Disney’s quarterly results for the period ended December 28 beat Wall Street’s expectations. The company posted a net income of $2.64 billion, or $1.40 per share, compared to $2.15 billion, or $1.04 per share, in the same quarter the previous year. Adjusted earnings were $1.76 per share, exceeding the expected $1.45. Revenue grew by 4.8% year-over-year to $24.69 billion, surpassing analyst predictions of $24.62 billion.

The company’s entertainment division saw a 9% revenue increase, reaching $10.87 billion, and operating income surged by 95% to $1.7 billion. This growth was driven by higher content sales and licensing, although Disney’s linear TV business continued to weigh on results. CEO Bob Iger remained optimistic, calling linear TV “an asset” that supports streaming services. He added, “They are not a burden at all. They are actually an asset,” highlighting the integration of traditional networks with streaming content.

Disney’s box-office performance also contributed to the positive results. “Moana 2” helped push the company’s film revenue to new heights, topping $1 billion at the box office. Other hits like Marvel’s “Deadpool & Wolverine” and Pixar’s “Inside Out 2” added to Disney’s dominant performance in 2024.

Disney CFO Hugh Johnston said that the experiences segment performed better than expected for the fiscal quarter. “In fact, the consumer is a bit stronger than we would have expected,” Johnston said Wednesday. “I think what we’re seeing is consumers are just very value focused, and you deliver value to them, they’re willing to pay the price for it.”

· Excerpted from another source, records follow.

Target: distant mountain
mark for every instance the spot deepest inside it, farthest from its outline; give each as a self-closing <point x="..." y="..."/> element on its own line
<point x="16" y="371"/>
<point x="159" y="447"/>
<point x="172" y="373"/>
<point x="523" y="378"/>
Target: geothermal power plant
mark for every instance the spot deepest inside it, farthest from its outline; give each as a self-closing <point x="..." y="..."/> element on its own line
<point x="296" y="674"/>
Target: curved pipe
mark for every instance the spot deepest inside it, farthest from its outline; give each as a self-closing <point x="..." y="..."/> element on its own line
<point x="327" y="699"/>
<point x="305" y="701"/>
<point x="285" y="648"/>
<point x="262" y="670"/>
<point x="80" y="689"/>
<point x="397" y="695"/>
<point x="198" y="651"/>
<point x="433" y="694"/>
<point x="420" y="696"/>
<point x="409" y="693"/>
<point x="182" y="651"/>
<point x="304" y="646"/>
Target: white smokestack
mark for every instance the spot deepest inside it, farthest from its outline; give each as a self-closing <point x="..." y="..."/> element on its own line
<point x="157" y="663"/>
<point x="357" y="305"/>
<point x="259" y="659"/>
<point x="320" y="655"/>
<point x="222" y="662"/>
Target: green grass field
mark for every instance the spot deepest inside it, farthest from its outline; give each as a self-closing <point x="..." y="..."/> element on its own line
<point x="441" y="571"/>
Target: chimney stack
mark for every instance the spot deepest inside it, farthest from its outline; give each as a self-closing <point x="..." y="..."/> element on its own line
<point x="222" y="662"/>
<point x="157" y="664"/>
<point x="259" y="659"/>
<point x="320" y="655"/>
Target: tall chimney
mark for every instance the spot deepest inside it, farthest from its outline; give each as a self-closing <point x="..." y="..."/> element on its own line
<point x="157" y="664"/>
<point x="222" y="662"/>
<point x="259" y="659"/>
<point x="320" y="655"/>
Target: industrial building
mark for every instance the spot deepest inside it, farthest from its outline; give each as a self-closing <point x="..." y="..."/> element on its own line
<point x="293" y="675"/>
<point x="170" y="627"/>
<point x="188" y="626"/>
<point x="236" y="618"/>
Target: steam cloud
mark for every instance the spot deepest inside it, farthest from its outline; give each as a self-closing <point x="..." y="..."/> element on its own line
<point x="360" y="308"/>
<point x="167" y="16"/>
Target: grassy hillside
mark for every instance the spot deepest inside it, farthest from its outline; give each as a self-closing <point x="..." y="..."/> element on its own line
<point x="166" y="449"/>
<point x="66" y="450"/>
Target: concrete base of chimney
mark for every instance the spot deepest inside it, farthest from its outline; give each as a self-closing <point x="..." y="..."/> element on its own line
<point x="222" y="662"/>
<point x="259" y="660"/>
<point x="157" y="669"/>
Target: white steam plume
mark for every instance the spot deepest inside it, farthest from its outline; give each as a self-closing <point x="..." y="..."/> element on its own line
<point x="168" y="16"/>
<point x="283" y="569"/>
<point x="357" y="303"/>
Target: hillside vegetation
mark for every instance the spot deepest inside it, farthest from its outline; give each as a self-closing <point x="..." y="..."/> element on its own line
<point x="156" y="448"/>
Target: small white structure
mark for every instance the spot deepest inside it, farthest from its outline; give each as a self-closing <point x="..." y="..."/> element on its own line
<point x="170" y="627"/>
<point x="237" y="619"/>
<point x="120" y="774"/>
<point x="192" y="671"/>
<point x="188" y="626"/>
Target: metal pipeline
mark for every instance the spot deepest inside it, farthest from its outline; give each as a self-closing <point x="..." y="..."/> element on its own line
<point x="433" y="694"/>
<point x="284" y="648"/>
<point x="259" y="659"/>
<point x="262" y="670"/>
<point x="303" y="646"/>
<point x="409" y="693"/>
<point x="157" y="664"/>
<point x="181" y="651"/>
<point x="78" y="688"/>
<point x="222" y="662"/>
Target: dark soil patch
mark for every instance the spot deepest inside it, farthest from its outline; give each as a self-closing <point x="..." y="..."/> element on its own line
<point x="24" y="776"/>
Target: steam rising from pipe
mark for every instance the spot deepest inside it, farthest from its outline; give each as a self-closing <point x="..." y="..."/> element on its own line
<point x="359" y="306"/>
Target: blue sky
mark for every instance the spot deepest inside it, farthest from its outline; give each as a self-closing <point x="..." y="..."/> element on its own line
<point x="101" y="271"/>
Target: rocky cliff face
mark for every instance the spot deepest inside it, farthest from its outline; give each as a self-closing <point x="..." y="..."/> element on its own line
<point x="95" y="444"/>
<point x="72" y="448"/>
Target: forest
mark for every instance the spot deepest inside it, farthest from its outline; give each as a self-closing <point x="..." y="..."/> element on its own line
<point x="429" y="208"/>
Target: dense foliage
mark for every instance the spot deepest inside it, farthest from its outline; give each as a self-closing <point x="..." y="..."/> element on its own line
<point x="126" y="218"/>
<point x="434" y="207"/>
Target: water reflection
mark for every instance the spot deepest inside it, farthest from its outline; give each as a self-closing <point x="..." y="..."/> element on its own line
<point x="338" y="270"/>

Meanwhile, Disney’s experiences division, which includes theme parks and resorts, saw a 3% revenue rise to $9.42 billion. Domestic theme park revenue accounted for 68% of that, though the division experienced a 5% decline in operating income. CFO Hugh Johnston noted that despite challenges, consumers were “very value-focused,” showing willingness to spend on quality experiences.

On the sports front, Disney’s ESPN segment grew 8% in revenue to $4.81 billion. The company’s sports strategy is undergoing adjustments, particularly after exiting its Venu streaming venture with Warner Bros. Discovery and Fox. Iger commented on the shift, stating, “Venu basically looked redundant to us,” and emphasized the company’s focus on expanding ESPN with a new direct-to-consumer app set for launch this fall.